Ben Dunno, Warri
Delta State Attorney-General and Commissioner for Justice, Mr Peter Mrakpor, has advised victims of alleged police brutality, illegal arrest and detention as well as other forms of violation of fundamental human rights to seek redress in court.
He gave the advice when he received the chairman and executives of Delta State chapter of Committee for Defense of Human Rights (CDHR), Prince Kehinde Taiga, who were in his office to express concern over the growing rate of human rights abuses in the state.
Reacting to the allegation that the Ministry of justice is being used as an instrument to stall legal proceedings on rights violations in the state, the attorney-general, noted that there was no truth in the claim, as the state was more than ever committed to ensuring citizens’ rights are protected.
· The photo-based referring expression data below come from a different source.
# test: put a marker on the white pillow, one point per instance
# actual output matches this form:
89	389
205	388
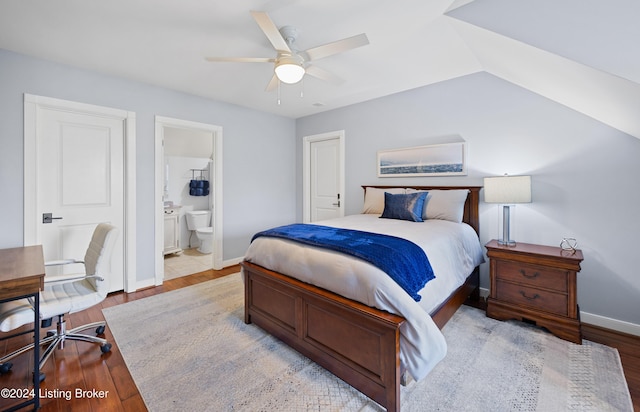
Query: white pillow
444	204
374	198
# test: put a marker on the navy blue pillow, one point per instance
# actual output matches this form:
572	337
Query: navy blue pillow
404	207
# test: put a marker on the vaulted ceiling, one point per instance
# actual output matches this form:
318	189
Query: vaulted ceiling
579	53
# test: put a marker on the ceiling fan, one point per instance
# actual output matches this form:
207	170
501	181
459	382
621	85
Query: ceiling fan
290	64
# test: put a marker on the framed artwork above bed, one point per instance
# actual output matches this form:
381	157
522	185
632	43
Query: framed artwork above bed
446	159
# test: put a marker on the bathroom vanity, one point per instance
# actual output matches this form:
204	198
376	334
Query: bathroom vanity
172	230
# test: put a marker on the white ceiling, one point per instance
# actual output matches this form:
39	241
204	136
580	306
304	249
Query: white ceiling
580	53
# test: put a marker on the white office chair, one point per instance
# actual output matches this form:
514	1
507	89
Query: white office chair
66	294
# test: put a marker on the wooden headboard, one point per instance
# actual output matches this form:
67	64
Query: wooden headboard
471	214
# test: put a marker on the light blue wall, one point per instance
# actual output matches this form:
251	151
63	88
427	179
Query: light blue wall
584	173
259	175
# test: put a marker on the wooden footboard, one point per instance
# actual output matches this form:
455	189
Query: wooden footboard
357	343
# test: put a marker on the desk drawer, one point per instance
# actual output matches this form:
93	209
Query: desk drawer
537	276
544	300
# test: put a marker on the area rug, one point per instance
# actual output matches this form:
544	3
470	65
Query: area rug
189	350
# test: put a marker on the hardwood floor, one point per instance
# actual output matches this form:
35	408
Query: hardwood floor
81	366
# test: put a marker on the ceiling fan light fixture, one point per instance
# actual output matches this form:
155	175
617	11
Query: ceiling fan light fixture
289	69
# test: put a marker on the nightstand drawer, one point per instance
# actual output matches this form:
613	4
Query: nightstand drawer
540	299
537	276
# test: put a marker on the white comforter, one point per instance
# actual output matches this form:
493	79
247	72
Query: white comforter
453	250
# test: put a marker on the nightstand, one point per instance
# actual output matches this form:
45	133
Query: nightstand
535	283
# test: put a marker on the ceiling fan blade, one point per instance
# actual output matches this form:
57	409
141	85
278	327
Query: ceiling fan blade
273	83
271	31
241	59
322	74
336	47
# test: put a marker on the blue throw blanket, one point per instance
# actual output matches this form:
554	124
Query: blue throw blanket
404	261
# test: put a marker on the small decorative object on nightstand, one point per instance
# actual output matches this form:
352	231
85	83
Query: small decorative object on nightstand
535	283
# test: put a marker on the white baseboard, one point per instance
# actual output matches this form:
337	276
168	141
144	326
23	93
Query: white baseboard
232	262
609	323
596	320
147	283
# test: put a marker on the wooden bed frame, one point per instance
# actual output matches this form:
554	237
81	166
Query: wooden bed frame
357	343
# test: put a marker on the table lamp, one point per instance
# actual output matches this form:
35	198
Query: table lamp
507	190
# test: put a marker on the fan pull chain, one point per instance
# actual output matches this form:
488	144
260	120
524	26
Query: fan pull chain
279	92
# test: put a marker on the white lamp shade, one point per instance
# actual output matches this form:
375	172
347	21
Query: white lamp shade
289	70
507	189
According to him, “the administration of the criminal justice law has been domesticated by the state and as such it has drastically reduced the time for rendering of legal advice by the Department of Public Prosecution (DPP) to 30 days.”
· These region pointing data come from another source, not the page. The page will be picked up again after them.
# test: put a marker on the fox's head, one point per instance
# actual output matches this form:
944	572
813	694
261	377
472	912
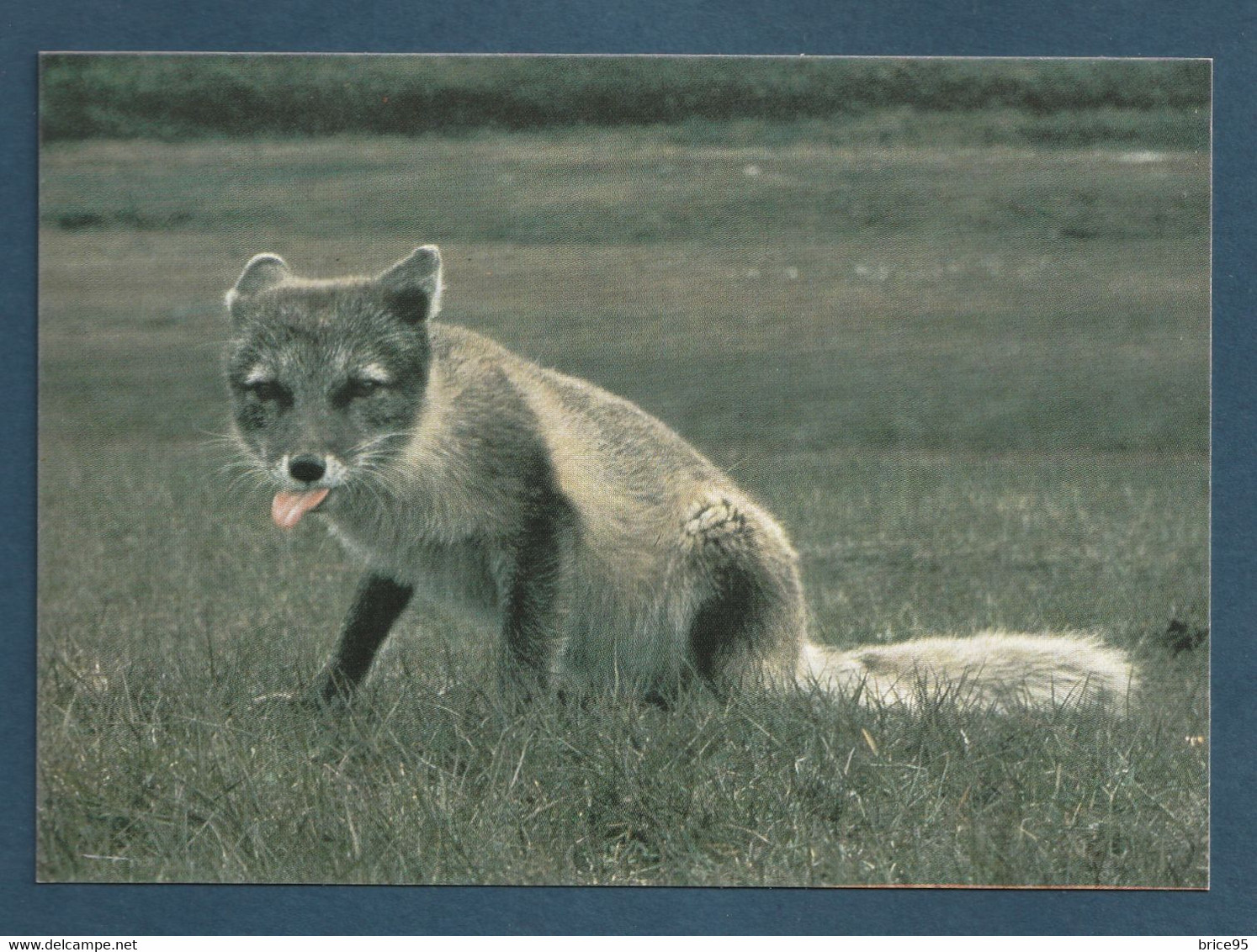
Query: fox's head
327	376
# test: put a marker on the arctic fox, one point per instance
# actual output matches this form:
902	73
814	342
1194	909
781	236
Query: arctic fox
605	549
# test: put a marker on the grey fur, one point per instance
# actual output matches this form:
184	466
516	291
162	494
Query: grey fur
608	553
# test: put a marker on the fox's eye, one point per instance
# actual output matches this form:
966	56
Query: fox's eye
269	391
358	389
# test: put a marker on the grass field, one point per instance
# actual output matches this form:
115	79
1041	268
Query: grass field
971	381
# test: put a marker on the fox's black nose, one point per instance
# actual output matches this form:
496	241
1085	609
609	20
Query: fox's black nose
307	468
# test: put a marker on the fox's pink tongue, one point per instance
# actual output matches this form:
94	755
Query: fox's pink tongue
288	508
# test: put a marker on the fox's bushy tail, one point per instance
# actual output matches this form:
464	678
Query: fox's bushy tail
992	669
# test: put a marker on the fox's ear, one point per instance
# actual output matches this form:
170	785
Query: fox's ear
412	287
263	272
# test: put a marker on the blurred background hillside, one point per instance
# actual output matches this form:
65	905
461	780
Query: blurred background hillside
178	97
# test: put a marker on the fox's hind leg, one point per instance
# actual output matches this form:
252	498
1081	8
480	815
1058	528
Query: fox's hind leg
750	616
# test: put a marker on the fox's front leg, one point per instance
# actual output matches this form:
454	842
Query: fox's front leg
529	606
376	606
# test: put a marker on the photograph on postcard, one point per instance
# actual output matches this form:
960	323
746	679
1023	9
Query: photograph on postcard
623	470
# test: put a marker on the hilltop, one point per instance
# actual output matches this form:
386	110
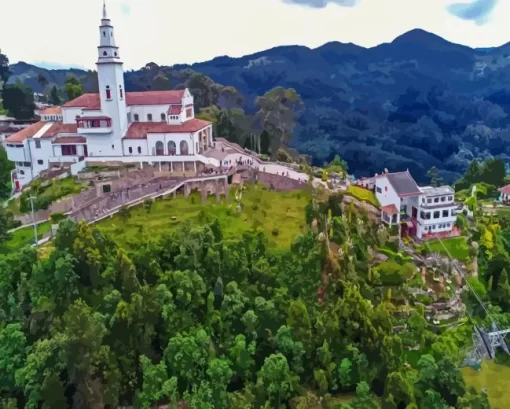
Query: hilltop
417	102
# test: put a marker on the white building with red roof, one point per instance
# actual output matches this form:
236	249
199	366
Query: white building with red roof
113	125
422	212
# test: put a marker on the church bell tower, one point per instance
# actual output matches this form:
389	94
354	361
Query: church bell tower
110	75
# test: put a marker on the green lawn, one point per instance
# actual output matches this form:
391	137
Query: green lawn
494	378
280	215
362	194
457	247
24	237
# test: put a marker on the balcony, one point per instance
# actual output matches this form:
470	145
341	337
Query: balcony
94	125
15	152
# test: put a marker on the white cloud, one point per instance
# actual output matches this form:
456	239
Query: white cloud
168	32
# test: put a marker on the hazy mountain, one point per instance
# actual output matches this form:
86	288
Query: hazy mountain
417	102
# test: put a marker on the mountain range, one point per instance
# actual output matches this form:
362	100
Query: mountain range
417	102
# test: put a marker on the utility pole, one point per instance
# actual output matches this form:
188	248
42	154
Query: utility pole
33	219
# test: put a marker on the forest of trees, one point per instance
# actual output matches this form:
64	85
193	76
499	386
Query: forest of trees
195	320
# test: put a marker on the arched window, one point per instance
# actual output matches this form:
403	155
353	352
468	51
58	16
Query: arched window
160	150
172	148
184	148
He explained that visitation of magistrates to police cells was a statutory provision, which he emphasised does not require the consent of the chief judge before magistrates can embark on such exercise.
He decried the poor funding of the Nigeria Police and the prison services by the Federal government and advocated the establishment of state police, arguing that the tier of government constitutionally empowered to control and fund the police was not doing so devotedly.
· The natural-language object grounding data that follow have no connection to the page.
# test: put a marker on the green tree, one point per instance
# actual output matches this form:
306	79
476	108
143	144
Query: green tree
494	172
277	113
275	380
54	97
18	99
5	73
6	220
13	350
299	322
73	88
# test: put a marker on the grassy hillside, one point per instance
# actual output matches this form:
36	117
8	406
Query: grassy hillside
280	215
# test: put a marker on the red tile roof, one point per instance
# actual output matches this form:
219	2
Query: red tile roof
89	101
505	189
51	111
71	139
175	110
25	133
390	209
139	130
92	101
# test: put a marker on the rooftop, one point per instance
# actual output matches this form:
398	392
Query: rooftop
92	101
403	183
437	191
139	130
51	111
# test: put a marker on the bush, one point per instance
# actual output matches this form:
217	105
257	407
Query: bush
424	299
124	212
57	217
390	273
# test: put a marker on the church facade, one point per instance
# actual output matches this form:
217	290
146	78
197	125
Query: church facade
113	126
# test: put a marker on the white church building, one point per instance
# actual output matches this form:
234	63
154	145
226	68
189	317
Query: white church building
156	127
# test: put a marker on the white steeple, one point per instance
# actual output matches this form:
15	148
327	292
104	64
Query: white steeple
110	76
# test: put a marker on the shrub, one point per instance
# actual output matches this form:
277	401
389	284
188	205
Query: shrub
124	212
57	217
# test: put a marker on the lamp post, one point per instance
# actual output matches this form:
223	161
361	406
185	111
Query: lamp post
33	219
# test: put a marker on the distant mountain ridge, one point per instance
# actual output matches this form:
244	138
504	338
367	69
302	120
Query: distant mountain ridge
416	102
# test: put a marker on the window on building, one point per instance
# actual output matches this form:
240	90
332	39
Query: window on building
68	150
Earlier in his opening remark, the Chairman of Committee for the Defense of Human Rights (CDHR), Prince Taiga, urged the law enforcement agents to show more respect to the rights of people while carrying out their duty of enforcing law and order.
He accused some law-enforcement agencies particularly the Nigeria Police of illegal arrest and detention, brutality and complexity in the remand of suspects unjustly in prison custody.
The human rights activist also condemned the slow-pace of criminal trials and incessant adjournments of cases, in order to frustrate the efforts of the victims seeking justice in cases of right abuses.
The CDHR chairman equally accused the Ministry of Justice officials of acting as ‘consultants’ to defendants or their cronies to fast track legal opinions and pleaded with the attorney-general to accelerate the process of rendering of legal opinion when duplicate files of defendants are forwarded to the ministry from the magistrates courts.
He appealed to the commissioner of justice to address the issue of prison congestion and poor detention facilities, and to also prevail on the chief judge of the state to set up a panel of magistrates to be visiting detention facilities in order to checkmate the excesses of law enforcement agents.